Переводчица снова посмотрела на меня круглыми испуганными глазами и с виноватым видом продолжила:

— Вы философ, и эта ваша жена, мясная собака, тоже философ. Вы оба профессиональные философы, что бы там это ни значило. Так объясните этой суке, что и сам фильм, и даже его название — «Разумное использование насекомых» — не имеет никакого отношения к философии, к искусству, а только к политическому режиму, причем самому худшему — авторитарному. И присудить этому мерзкому, опасному фильму приз — значит заточить искусство кинематографа в стенах политической конъюнктуры.

— «Мясная собака»? — переспросил я у Иоланды. — Он так и сказал? И «сука»?

— Да, он пробормотал это себе под нос. — Голос расстроенной переводчицы дрогнул, в глазах блеснули слезы. — Для начала я убедилась, что правильно его поняла. Потом попросила еще раз обдумать свои слова.

Но он повторил то же самое, уже громко.

А потом Иоланда пояснила по-прежнему дрожащим голосом, но уже педагогическим тоном (она получала сертификат на право преподавания во Франции):

— В Корее мясных собак называют nureongi или hwangu, что означает «желтая собака». Таких не пускают в дом. А «сука» — это собака женского пола.

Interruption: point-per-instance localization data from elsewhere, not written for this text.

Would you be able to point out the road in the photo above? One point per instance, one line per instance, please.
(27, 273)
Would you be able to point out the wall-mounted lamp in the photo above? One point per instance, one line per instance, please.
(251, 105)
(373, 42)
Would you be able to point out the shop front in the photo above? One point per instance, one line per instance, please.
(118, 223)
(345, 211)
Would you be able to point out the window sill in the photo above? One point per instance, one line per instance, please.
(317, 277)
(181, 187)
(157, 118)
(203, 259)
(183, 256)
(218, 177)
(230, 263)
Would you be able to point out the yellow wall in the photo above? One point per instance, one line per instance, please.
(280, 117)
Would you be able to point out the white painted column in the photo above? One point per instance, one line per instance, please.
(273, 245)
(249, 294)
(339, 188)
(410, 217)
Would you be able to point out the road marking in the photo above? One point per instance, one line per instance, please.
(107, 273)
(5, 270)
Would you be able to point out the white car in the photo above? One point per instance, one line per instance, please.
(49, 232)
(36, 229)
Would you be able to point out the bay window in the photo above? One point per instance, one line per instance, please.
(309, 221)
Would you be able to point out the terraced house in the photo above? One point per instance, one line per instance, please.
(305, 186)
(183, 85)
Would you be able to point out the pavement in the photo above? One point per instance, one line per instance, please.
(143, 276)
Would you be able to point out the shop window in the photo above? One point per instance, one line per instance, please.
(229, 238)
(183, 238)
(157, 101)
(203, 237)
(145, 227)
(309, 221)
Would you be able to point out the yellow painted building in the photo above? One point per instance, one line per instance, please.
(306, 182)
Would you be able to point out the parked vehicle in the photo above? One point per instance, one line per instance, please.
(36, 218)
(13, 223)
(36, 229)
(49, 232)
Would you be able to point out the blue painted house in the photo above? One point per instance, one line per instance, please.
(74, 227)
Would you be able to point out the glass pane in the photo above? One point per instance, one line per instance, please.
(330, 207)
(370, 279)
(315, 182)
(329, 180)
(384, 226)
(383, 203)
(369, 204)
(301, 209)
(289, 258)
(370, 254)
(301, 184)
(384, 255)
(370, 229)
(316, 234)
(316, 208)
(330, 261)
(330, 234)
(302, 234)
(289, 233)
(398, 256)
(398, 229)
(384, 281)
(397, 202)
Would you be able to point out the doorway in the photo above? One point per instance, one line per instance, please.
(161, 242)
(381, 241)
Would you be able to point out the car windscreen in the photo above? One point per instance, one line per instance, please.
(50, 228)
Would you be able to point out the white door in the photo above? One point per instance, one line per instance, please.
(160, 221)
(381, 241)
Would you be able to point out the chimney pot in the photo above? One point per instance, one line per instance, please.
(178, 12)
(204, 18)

Он не был тщедушным, этот Бак Мун Мок, но был надменным, а потому никак не ожидал нападения и не успел отреагировать. Брать камеры, фотоаппараты или сотовые телефоны в наше уединенное убежище не разрешалось, поэтому ни фото-, ни видеосвидетельств того, что я делал в приступе гнева, не осталось, зато результат — сломанный нос Бака, синяки под глазами и рассеченную нижнюю губу — как следует зафиксировал фотограф из отделения полиции, вызванный на виллу. А Селестину происходящее вовсе не трогало, она сидела с отсутствующим видом, будто находясь под наркозом собственных впечатлений от «Разумного использования насекомых», которые, раскручиваясь, проникали все глубже. Говорить о последующем громком и аппетитнейшем скандале я не хочу, все подробности можно найти в интернете. Достаточно сказать, что процедура голосования завершилась весьма необычно, palmarès представлял собой традиционный паноптикум, а северокорейскому фильму присудили утешительную специальную премию жюри — за «изящную и зрелищную художественную провокацию». Президент Драган голосовал против этого, хотя хлопал в ладоши от удовольствия, когда мы с Баком катались по полу, кричал на разных языках, что это и есть настоящее кино, и призывал остальных членов жюри присоединиться — безуспешно, впрочем. Бак тоже голосовал против премии — голосовал удаленно, из кабинета стоматолога в Кань-сюр-Мер, где ему экстренно лечили передний зуб, расшатавшийся после того, как я тогда в зале приложил его лицом об пол — точную копию мозаичного пола в Зимнем дворце. Когда я схватил его за волосы и потянул к массивной ножке стола для голосования из черного дерева, на мозаике образовалась симпатичная лужица из крови, слюны и слизи, ведь расшатавшийся зуб рассек Бак Мун Моку десну.